The ditch was only partially exposed in the cutting. Its excavated dimensions were 5m (north-west/south-east) length x 1.9m width x 1.28m depth to its base; its full width may be reconstructed as being in the order of 4m. It was backfilled with a largely sterile gravel and orange clay deposit from which an animal bone was radiocarbon dated to 990-1150 cal. AD (Beta 328388). An antler-working waste pit that was excavated in the first season had cut through the top of the ditch backfill and a deer tine from this was dated to 1000-1140 cal. AD. The ditch is a small segment of the northern ecclesiastical enclosure and its backfilling in the 11th-early 12th century can be associated with a grand reorganisation of the ecclesiastical settlement of Cill Chainnigh.

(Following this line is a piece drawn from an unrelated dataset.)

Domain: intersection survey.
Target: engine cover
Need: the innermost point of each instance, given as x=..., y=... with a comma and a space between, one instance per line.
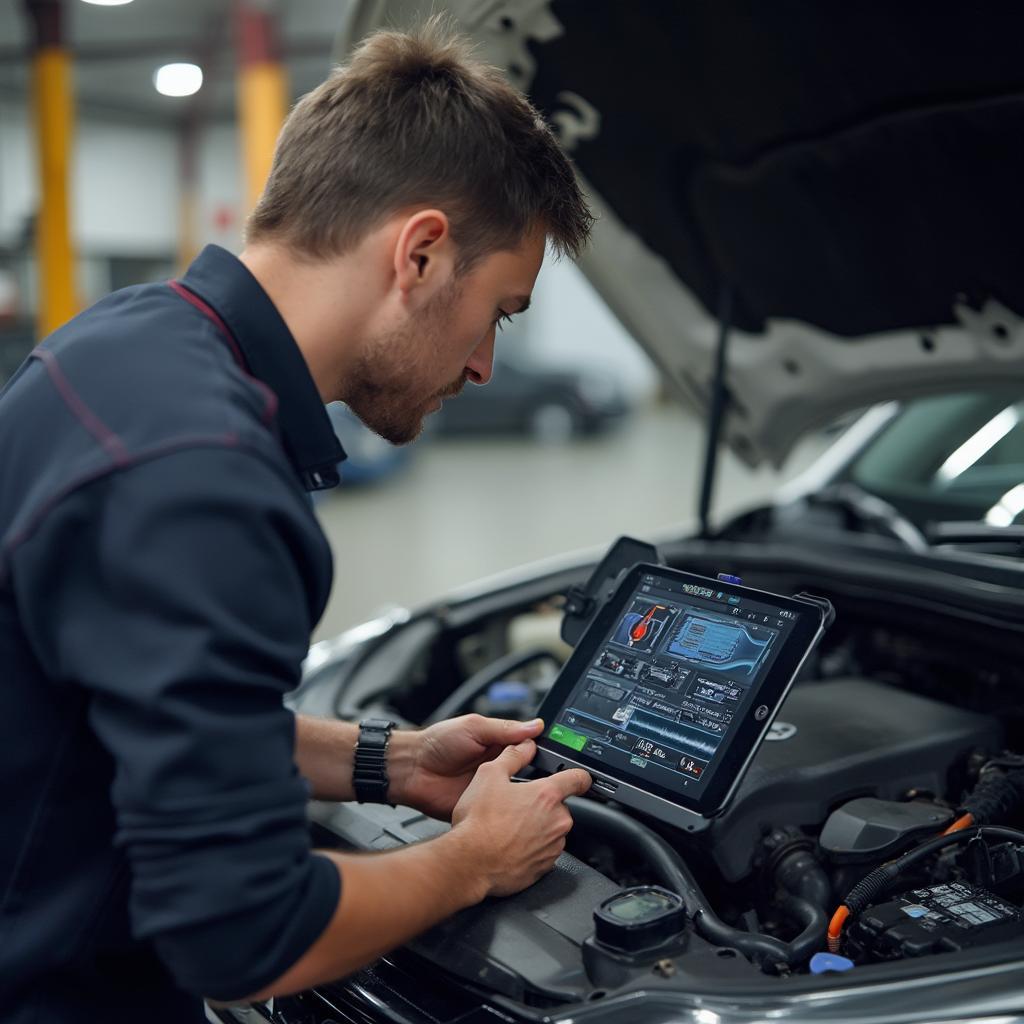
x=835, y=740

Around a hundred additional fragments of antler- and bone-working waste from the 10th-12th-century comb-making industry were also recovered, predominantly from later medieval contexts.
In the middle of the cutting a sub-circular limekiln, 1.8m x 1.4m x 0.52m deep, was excavated into the former ecclesiastical enclosure ditch. Its sides were burnt and lined with powdered lime and its backfill produced Leinster Cooking Ware and Kilkenny type pottery.